Optimized for databases

• The first 36 bits are dedicated to the Unix Timestamp: seconds since 1st January 1970 (unixts)
• The next 12 bits are dedicated to providing sub-second encoding for the Nanosecond precision (nsec).
• The next 4 bits are dedicated to the version (ver).
• The next 18 bits are dedicated to providing sub-second encoding for the Nanosecond precision (nsec).
• The next 8 bits are dedicated a monotonic clock sequence counter (seq).
• The last 50 bits are filled out with random data to pad the length and provide uniqueness (rand).

 0                   1                   2                   3
 0 1 2 3 4 5 6 7 8 9 0 1 2 3 4 5 6 7 8 9 0 1 2 3 4 5 6 7 8 9 0 1
+-+-+-+-+-+-+-+-+-+-+-+-+-+-+-+-+-+-+-+-+-+-+-+-+-+-+-+-+-+-+-+-+
|                            unixts                             |
+-+-+-+-+-+-+-+-+-+-+-+-+-+-+-+-+-+-+-+-+-+-+-+-+-+-+-+-+-+-+-+-+
|unixts |         nsec          |  ver  |         nsec          |
+-+-+-+-+-+-+-+-+-+-+-+-+-+-+-+-+-+-+-+-+-+-+-+-+-+-+-+-+-+-+-+-+
|     nsec  |      seq      |               rand                |
+-+-+-+-+-+-+-+-+-+-+-+-+-+-+-+-+-+-+-+-+-+-+-+-+-+-+-+-+-+-+-+-+
|                             rand                              |
+-+-+-+-+-+-+-+-+-+-+-+-+-+-+-+-+-+-+-+-+-+-+-+-+-+-+-+-+-+-+-+-+

This version is the same as the v1 but it does not contain seq bits. The lack of monotonic clock sequence allows generation without a generator.

• The first 36 bits are dedicated to the Unix Timestamp: seconds since 1st January 1970 (unixts)
• The next 12 bits are dedicated to providing sub-second encoding for the Nanosecond precision (nsec).
• The next 4 bits are dedicated to the version (ver).
• The next 18 bits are dedicated to providing sub-second encoding for the Nanosecond precision (nsec).
• The last 58 bits are filled out with random data to pad the length and provide uniqueness (rand).

 0                   1                   2                   3
 0 1 2 3 4 5 6 7 8 9 0 1 2 3 4 5 6 7 8 9 0 1 2 3 4 5 6 7 8 9 0 1
+-+-+-+-+-+-+-+-+-+-+-+-+-+-+-+-+-+-+-+-+-+-+-+-+-+-+-+-+-+-+-+-+
|                            unixts                             |
+-+-+-+-+-+-+-+-+-+-+-+-+-+-+-+-+-+-+-+-+-+-+-+-+-+-+-+-+-+-+-+-+
|unixts |         nsec          |  ver  |         nsec          |
+-+-+-+-+-+-+-+-+-+-+-+-+-+-+-+-+-+-+-+-+-+-+-+-+-+-+-+-+-+-+-+-+
|     nsec  |                       rand                        |
+-+-+-+-+-+-+-+-+-+-+-+-+-+-+-+-+-+-+-+-+-+-+-+-+-+-+-+-+-+-+-+-+
|                             rand                              |
+-+-+-+-+-+-+-+-+-+-+-+-+-+-+-+-+-+-+-+-+-+-+-+-+-+-+-+-+-+-+-+-+

This module also exports some utility functions for working with LUUID.

• add_hyphens
• remove_hyphens
• parse
• to_bytes
• from_bytes

In FirebirdSQL, LUUID can be stored just like any UUID, using the type BINARY(16).
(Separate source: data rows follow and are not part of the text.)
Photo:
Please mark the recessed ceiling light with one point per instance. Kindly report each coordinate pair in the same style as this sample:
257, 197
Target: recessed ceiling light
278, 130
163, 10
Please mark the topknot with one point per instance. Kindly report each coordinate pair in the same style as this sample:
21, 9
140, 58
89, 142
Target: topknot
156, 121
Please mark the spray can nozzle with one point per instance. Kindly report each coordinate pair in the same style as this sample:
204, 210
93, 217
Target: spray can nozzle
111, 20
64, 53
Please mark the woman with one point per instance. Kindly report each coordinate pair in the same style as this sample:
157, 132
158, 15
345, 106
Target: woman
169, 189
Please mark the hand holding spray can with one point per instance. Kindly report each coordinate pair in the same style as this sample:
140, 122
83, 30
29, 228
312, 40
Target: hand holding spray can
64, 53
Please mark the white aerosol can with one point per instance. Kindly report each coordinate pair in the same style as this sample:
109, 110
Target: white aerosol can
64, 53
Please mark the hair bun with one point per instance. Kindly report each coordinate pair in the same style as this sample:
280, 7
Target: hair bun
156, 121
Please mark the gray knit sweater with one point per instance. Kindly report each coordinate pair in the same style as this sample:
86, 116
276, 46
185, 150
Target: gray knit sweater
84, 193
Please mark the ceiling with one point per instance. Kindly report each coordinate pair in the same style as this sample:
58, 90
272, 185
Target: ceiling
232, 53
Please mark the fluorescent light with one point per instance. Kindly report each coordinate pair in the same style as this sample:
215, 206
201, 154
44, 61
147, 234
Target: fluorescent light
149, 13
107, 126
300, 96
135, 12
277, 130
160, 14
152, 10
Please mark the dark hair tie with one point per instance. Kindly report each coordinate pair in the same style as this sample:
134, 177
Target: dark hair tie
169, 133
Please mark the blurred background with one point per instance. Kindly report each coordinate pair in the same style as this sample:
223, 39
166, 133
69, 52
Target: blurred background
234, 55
FirebirdSQL provides functions to transform UUID from BINARY(16) TO CHAR(36) (UUID_TO_CHAR()) and the other way around (CHAR_TO_UUID()). These functions work correctly with LUUID.

This library provides the utility functions to_bytes and from_bytes.

• to_bytes transforms a luuid string into a []u8
• from_bytes transforms a luuid []u8 to a string With these you can bind and retrieve []u8 to and from BINARY(16) columns. No more SELECT UUID_TO_CHAR(...) and INSERT CHAR_TO_UUID(...) in your queries.